Early testers of GitHub’s Copilot, which uses AI to assist programmers to write code, have found problems including alleged spilled secrets, bad code, and copyright concerns, though some see huge potential in the tool.
GitHub Copilot was released as a limited “technical preview” last week with the claim that it is an “AI pair programmer.” It is powered by a system called Codex, from OpenAI, a company which went into partnership with Microsoft in 2019, receiving a $1bn investment.
According to its website, the Codex model is trained by “public code and text on the internet” and “understands both programming and human languages.”
An extension to Visual Studio Code “sends your comments and code to the GitHub Copilot service, which then users OpenAI Codex to synthesize and suggest individual lines and whole functions.”
What could go wrong?
One developer tried an experiment, writing some code to send an email via the Sendgrid service and prompting Copilot by typing “apiKey :=”. Copilot responded with at least four proposed keys, according to his screenshot and bug report. He reported it as a bug under the name, “AI is emitting secrets.”
But were the keys valid? GitHub CEO Nat Friedman responded to the bug report, stating that “these secrets are almost entirely fictional, synthesized from the training data.”
A Copilot maintainer added that “the probability of copying a secret from the training data is extremely small. Furthermore, the training data is all public code (no private code at all) so even in the extremely unlikely event a secret is copied, it was already compromised.”
While reassuring, even the remote possibility that Copilot is prompting coders with other user’s secrets is perhaps a concern. It touches on a key issue: is Copilot’s AI really writing code, or is it copy-pasting chunks from its training sources?
GitHub attempted to address some of these issues in a FAQ. “GitHub Copilot is a code synthesizer, not a search engine,” it said. “The vast majority of the code that it suggests is uniquely generated and has never been seen before.”
According to its own study, however, “about 0.1 per cent of the time, the suggestion may contain some snippets that are verbatim from the training set.”
This 0.1 per cent (and some early users think it is higher) is troublesome. GitHub’s proposed solution, as given in this paper, is that when the AI is quoting rather than synthesizing code it will give attribution. “That way, I’m able to look up background information about that code, and to include credit where credit is due,” said GitHub machine learning engineer Albert Ziegler.
The problem is that there are circumstances where Copilot may be prompting developers to do the wrong thing, for example with code that is open source but protected by copyright.
In the case of GPL code, which is copyleft, the inclusion of the code could impact the licensing of the new work. It is confusing, since the Copilot FAQ states that “the suggestions GitHub Copilot generates, and the code you write with its help, belong to you, and you are responsible for it;” but an attributed block of code would be an exception.
GitHub also said that “training machine learning models on publicly available data is considered fair use across the machine learning community,” pre-empting concerns about the AI borrowing other people’s code. There is some uncertainty.
GitHub’s CEO said on Twitter that “we expect that IP and AI will be an interesting policy discussion around the world in the coming years, and we’re eager to participate.”
Developer Eevee said that “GitHub Copilot has, by their own admission, been trained on mountains of gpl code, so I’m unclear on how it’s not a form of laundering open source code into commercial works.”
The only way is ethics
Since Copilot will be a paid-for product, there is an ethical as well as a legal debate. That said, open source advocate Simon Phipps has said: “I’m hearing alarmed tech folk but no particularly alarmed lawyers. Consensus seems to be that training the model and using the model are to be analysed separately, that training is Just Fine and that using is unlikely to involve a copyright controlled act so licensing is moot.”

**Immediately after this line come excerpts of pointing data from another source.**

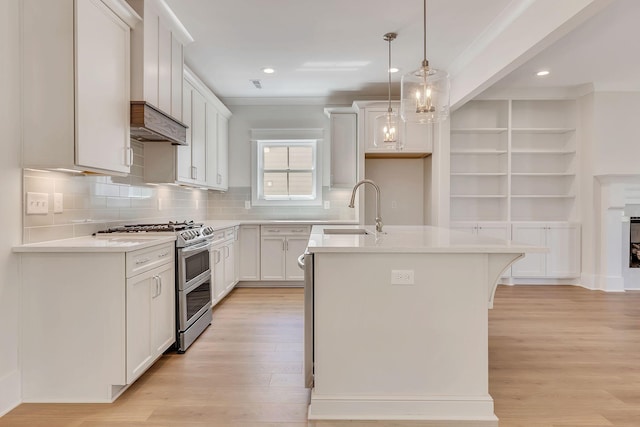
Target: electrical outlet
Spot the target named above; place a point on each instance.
(37, 203)
(402, 277)
(58, 206)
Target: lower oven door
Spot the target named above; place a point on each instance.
(193, 302)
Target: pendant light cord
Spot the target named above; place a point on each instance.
(424, 46)
(389, 74)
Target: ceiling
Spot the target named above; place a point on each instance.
(334, 49)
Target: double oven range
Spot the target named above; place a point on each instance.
(193, 275)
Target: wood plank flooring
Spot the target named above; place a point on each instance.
(560, 356)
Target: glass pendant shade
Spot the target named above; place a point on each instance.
(424, 96)
(386, 131)
(424, 93)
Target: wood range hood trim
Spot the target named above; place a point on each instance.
(150, 124)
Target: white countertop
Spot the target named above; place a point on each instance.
(101, 243)
(411, 239)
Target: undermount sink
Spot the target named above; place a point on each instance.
(345, 231)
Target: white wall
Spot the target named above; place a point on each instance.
(10, 208)
(617, 140)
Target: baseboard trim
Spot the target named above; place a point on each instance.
(9, 392)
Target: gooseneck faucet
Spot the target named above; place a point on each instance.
(353, 199)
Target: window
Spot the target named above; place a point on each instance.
(287, 173)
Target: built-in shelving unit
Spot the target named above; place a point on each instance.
(513, 160)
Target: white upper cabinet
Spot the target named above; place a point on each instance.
(76, 94)
(158, 57)
(203, 161)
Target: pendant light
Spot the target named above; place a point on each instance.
(386, 130)
(424, 96)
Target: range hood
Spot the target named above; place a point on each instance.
(150, 124)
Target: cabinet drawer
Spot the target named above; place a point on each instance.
(276, 230)
(145, 259)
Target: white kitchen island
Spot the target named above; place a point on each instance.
(387, 349)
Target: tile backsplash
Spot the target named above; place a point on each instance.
(92, 203)
(231, 204)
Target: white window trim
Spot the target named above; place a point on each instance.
(256, 197)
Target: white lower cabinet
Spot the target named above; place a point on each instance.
(249, 259)
(280, 248)
(151, 323)
(223, 264)
(93, 322)
(563, 258)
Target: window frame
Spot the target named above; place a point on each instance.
(257, 186)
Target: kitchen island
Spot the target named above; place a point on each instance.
(396, 323)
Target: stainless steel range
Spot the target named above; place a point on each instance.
(193, 275)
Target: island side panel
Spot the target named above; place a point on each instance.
(376, 339)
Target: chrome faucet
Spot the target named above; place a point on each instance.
(353, 199)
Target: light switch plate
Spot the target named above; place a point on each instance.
(402, 277)
(37, 203)
(58, 206)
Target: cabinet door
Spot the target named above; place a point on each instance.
(272, 259)
(164, 67)
(212, 147)
(102, 88)
(222, 177)
(163, 310)
(184, 151)
(229, 266)
(563, 260)
(295, 246)
(198, 138)
(343, 150)
(139, 354)
(217, 273)
(249, 247)
(532, 265)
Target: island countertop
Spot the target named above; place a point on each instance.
(410, 239)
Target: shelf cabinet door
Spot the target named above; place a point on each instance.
(295, 246)
(563, 260)
(272, 258)
(533, 264)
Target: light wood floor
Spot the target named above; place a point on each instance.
(559, 357)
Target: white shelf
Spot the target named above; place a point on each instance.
(514, 160)
(543, 151)
(480, 130)
(479, 196)
(478, 174)
(542, 174)
(542, 130)
(542, 196)
(478, 151)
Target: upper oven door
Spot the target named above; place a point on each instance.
(193, 264)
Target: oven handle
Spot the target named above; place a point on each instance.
(188, 249)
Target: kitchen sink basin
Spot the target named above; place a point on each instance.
(345, 231)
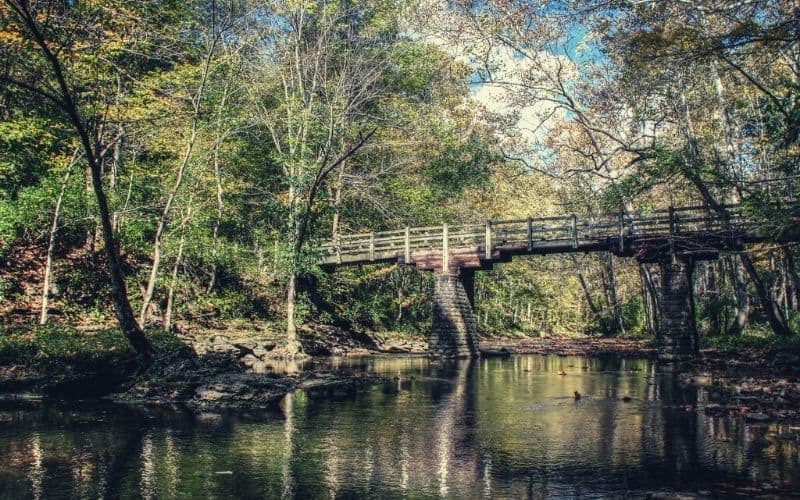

OpenAI has a paper [PDF] on the matter which argued that “under current law, training AI systems constitutes fair use,” although it added that “Legal uncertainty on the copyright implications of training AI systems imposes substantial costs on AI developers and so should be authoritatively resolved.”
Does it work?
Another issue is whether the code will work correctly. Developer Colin Eberhardt has been trying the preview and said “I’m stunned by its capabilities. It has genuinely made me say “wow” out loud a few times in the past few hours.”
Read on though, and it seems that his results have been mixed. One common way to use Copilot is to type a comment, following which the AI may suggest a block of code. Eberhardt typed:
//compute the moving average of an array for a given window size
and Copilot generated a correct function. However, when he tried:
//find the two entries that sum to 2020 and then multiply the two numbers together
the generated code looked plausible, but it was wrong.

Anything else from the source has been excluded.